On peut rappeler le nom de Talleyrand et l’attention passagère qu’il accorda à Germaine, celui de Mathieu de Montmorency, l’ami incomparable, capable de faire apparaître un sentiment de joie dans un cœur déchiré par le deuil filial[3], ceux du Suédois Ribbing, connu au temps de la Terreur, du jeune O’Donnel rencontré en Autriche, préfigure de John Rocca, des admirateurs plus lointains qui défilèrent par centaines dans les beaux étés de Coppet.

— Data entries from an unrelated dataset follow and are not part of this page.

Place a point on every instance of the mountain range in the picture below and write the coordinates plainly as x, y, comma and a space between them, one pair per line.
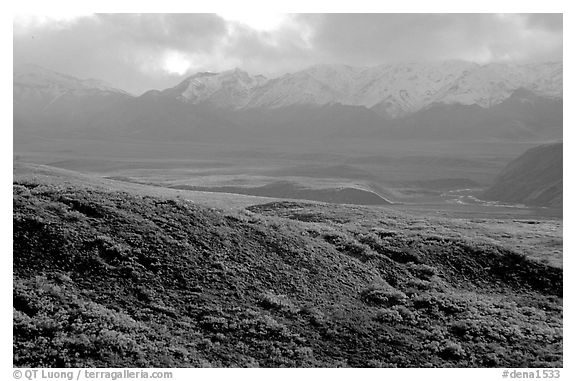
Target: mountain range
452, 99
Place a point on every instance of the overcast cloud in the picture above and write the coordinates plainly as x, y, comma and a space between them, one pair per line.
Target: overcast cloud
140, 52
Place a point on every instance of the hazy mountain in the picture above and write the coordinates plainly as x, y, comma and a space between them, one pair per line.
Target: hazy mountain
47, 101
534, 178
452, 99
393, 90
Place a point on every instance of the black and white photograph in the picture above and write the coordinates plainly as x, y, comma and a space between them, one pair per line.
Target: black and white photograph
287, 190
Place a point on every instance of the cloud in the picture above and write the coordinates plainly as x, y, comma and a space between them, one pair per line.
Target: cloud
142, 51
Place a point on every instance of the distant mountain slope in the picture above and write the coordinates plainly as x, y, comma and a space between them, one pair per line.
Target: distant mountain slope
49, 102
112, 279
393, 90
534, 178
442, 100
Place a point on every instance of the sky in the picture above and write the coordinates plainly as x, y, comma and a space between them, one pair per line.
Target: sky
139, 52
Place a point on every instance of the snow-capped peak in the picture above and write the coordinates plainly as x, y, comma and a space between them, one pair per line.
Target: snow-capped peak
392, 90
29, 75
232, 88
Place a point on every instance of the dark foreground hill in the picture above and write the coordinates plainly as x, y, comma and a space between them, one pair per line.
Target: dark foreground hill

Comment expliquer ces triomphes éphémères ou durables chez une femme qui n’aurait eu aucun attrait physique ? La situation, l’influence, la fortune énorme que Germaine Necker devait à sa famille n’y furent certainement pas étrangères. Fille de ministre, recevant une dot qui lui valait 500 000 francs de rente, elle fit un mariage où le sentiment ne tenait guère de place mais qui lui donna une influence et une indépendance particulièrement appréciables dans les temps troublés où elle vécut. Devenue ambassadrice de Suède, elle put s’intéresser à la carrière de ses amis : elle contribua à faire de Narbonne un ministre de la Guerre, de Talleyrand, un ministre des Affaires étrangères, de Benjamin, un membre du Tribunat. Pendant la Terreur, elle eut plus de facilité que d’autres pour soustraire les aristocrates qu’elle aimait au danger révolutionnaire ; c’est ainsi qu’elle procura des fonds à Narbonne pour passer en Angleterre, qu’elle fournit à tout un groupe de fugitifs un refuge en Suisse dans la petite ville de Nyon d’abord, à Mézery, près de Lausanne, ensuite. À Coppet, elle hébergea des hôtes nombreux à chaque saison et Benjamin Constant d’une façon presque

  1. Pange, Mme de Staël et François de Pange, Paris, Plon, 1925, in-16, p. 130.
  2. Herriot (Édouard), Mme Récamier et ses amis, Paris, Gallimard, 1934, in-8o, p. 161.
  3. Lettre de Mme de Staël, citée dans Blennerhasset (Lady), Mme de Staël et son temps, Paris, Louis Westhausser, 1890, III, p. 126.